In 1986, he exhibited at the 42nd Venice Biennale, and in 1992, he was the featured artist of the French Pavilion at the World Expo in Seville. In 2005, his work inaugurated the MACVAL in France with Detour, a large spiral installation of his paintings. In 2008, Monory was highlighted in the retrospective exhibition Figuration Narrative, at the Grand Palais in Paris. In 2015, a solo retrospective, Jacques Monory, took place at the Helene & Edouard Leclerc Fund for Culture in Landerneau, France.

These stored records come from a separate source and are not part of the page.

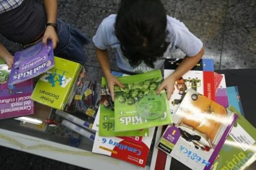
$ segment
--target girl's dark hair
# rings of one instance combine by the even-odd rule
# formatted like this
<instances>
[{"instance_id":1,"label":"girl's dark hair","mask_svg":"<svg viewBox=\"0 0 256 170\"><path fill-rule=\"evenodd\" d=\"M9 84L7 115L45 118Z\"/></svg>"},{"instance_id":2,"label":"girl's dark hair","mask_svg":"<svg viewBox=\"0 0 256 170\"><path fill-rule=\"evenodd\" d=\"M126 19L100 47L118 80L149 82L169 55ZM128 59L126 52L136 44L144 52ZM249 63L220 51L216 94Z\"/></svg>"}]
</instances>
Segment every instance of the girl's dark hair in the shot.
<instances>
[{"instance_id":1,"label":"girl's dark hair","mask_svg":"<svg viewBox=\"0 0 256 170\"><path fill-rule=\"evenodd\" d=\"M122 52L132 67L143 61L154 68L154 62L163 56L167 18L160 0L123 0L116 19L115 33Z\"/></svg>"}]
</instances>

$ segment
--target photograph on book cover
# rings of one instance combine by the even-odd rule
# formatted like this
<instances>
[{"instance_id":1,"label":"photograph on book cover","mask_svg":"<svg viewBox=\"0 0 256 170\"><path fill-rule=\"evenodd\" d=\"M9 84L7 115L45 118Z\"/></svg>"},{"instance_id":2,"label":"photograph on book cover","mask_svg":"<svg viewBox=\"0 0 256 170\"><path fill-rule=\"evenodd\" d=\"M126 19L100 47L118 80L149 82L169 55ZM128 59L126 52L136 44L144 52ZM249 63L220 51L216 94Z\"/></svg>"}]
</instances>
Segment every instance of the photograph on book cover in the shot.
<instances>
[{"instance_id":1,"label":"photograph on book cover","mask_svg":"<svg viewBox=\"0 0 256 170\"><path fill-rule=\"evenodd\" d=\"M0 84L3 84L8 81L11 70L8 70L7 64L0 64Z\"/></svg>"},{"instance_id":2,"label":"photograph on book cover","mask_svg":"<svg viewBox=\"0 0 256 170\"><path fill-rule=\"evenodd\" d=\"M237 116L189 89L158 147L192 169L209 169Z\"/></svg>"},{"instance_id":3,"label":"photograph on book cover","mask_svg":"<svg viewBox=\"0 0 256 170\"><path fill-rule=\"evenodd\" d=\"M14 54L8 85L36 77L54 66L53 42L42 41Z\"/></svg>"}]
</instances>

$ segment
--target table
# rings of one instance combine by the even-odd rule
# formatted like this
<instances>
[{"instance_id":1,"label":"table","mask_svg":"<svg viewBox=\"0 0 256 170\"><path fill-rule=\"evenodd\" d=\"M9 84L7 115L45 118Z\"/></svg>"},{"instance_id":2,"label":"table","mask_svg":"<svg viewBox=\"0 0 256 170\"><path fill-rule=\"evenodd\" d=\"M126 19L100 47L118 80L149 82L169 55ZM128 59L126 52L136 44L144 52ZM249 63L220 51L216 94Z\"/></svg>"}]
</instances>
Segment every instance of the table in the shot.
<instances>
[{"instance_id":1,"label":"table","mask_svg":"<svg viewBox=\"0 0 256 170\"><path fill-rule=\"evenodd\" d=\"M227 86L237 86L241 98L245 118L256 127L256 69L217 70L224 73ZM92 142L82 140L79 148L67 145L68 139L42 132L20 128L19 122L13 119L0 121L0 145L32 154L88 169L140 169L140 167L91 153ZM256 163L249 169L254 169ZM146 166L145 169L150 167Z\"/></svg>"}]
</instances>

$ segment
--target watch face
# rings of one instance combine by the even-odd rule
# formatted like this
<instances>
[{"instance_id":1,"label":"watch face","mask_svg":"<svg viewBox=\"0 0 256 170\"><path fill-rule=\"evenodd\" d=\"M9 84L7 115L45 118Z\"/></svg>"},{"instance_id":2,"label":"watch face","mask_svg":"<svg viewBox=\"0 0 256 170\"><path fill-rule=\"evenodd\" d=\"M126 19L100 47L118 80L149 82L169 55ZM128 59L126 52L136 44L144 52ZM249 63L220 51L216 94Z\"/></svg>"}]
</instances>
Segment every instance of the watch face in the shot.
<instances>
[{"instance_id":1,"label":"watch face","mask_svg":"<svg viewBox=\"0 0 256 170\"><path fill-rule=\"evenodd\" d=\"M34 55L38 54L41 51L41 44L40 44L40 43L38 43L36 45L28 47L20 52L19 59L24 60L32 58Z\"/></svg>"},{"instance_id":2,"label":"watch face","mask_svg":"<svg viewBox=\"0 0 256 170\"><path fill-rule=\"evenodd\" d=\"M145 119L153 120L160 118L166 111L164 100L160 95L145 95L137 105L137 112Z\"/></svg>"}]
</instances>

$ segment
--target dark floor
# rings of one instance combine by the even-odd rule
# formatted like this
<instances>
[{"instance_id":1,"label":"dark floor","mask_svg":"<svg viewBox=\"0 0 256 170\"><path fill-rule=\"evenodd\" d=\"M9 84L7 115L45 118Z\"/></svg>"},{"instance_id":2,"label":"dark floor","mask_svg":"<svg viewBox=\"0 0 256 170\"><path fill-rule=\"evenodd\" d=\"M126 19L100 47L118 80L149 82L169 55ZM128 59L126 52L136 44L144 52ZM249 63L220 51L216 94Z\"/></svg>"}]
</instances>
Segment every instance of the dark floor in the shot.
<instances>
[{"instance_id":1,"label":"dark floor","mask_svg":"<svg viewBox=\"0 0 256 170\"><path fill-rule=\"evenodd\" d=\"M59 16L92 39L101 21L116 13L120 0L59 0ZM213 59L216 70L256 68L256 0L162 0L168 15L182 21L205 46L204 58ZM0 37L9 50L19 47ZM91 79L99 81L101 70L93 44L85 47ZM177 51L173 57L181 58ZM116 70L115 60L111 65ZM23 152L0 147L1 169L82 169Z\"/></svg>"}]
</instances>

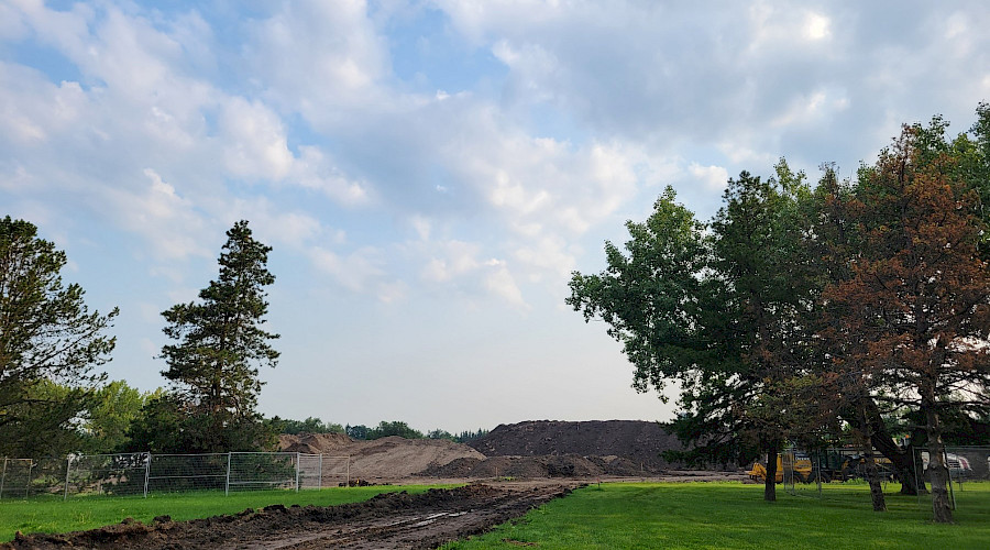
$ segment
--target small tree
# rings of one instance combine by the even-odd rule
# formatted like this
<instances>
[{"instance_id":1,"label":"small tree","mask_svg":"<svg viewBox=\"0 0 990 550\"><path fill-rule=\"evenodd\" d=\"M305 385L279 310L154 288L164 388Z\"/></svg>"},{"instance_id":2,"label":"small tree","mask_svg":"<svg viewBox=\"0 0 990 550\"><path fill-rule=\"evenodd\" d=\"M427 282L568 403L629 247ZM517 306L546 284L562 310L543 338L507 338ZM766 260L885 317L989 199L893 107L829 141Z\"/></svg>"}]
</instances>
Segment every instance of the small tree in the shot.
<instances>
[{"instance_id":1,"label":"small tree","mask_svg":"<svg viewBox=\"0 0 990 550\"><path fill-rule=\"evenodd\" d=\"M32 223L0 220L0 454L74 450L72 420L113 350L117 309L90 314L82 288L63 285L65 263Z\"/></svg>"},{"instance_id":2,"label":"small tree","mask_svg":"<svg viewBox=\"0 0 990 550\"><path fill-rule=\"evenodd\" d=\"M255 410L262 387L257 366L274 367L278 360L268 343L278 334L262 329L268 310L265 287L275 282L266 265L272 248L254 240L246 221L234 223L227 238L220 276L200 290L200 301L162 314L165 334L177 341L162 348L168 364L162 374L190 414L185 422L189 450L249 450L273 437L267 428L257 431L263 422Z\"/></svg>"}]
</instances>

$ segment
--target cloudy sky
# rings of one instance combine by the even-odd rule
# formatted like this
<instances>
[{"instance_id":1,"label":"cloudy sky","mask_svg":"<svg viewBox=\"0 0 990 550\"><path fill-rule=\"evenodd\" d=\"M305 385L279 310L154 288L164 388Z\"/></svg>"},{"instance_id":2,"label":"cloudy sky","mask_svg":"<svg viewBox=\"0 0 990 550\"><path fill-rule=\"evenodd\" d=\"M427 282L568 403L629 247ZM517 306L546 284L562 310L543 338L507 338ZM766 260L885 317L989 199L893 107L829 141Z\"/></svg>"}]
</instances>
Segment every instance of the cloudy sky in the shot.
<instances>
[{"instance_id":1,"label":"cloudy sky","mask_svg":"<svg viewBox=\"0 0 990 550\"><path fill-rule=\"evenodd\" d=\"M970 2L0 0L0 216L119 306L113 378L224 231L272 245L266 415L451 431L668 419L574 271L666 185L702 218L780 156L849 175L990 100Z\"/></svg>"}]
</instances>

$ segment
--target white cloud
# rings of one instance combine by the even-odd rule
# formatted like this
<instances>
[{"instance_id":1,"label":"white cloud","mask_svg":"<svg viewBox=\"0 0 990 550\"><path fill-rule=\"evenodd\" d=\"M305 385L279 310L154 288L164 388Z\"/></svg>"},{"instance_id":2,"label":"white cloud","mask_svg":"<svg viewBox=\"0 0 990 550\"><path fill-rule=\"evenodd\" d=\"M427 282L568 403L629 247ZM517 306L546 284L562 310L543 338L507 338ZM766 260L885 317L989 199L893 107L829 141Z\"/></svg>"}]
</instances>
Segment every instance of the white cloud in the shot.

His work is included in the permanent collections of Pompidou Center, Paris, France; The Museum of Modern Art, Paris, France; Museum of Modern Art and Contemporary Art, Geneva, Switzerland; Museum of Modern Art, Fukoka, Japan; the Maeght Foundation, Saint-Paul de Vence, France; National Museum of Fine Arts , Havana Cuba; the Leeum, Samsung Museum of Art, Seoul, South Korea; the Ludwig Museum, Cologne, Germany; the Museum of Solidarity Salvador Allende, Santiago, Chile; the Stedelijk Museum, Amsterdam, Holland; and the Museum Colecção Berardo, Lisbon, Portugal.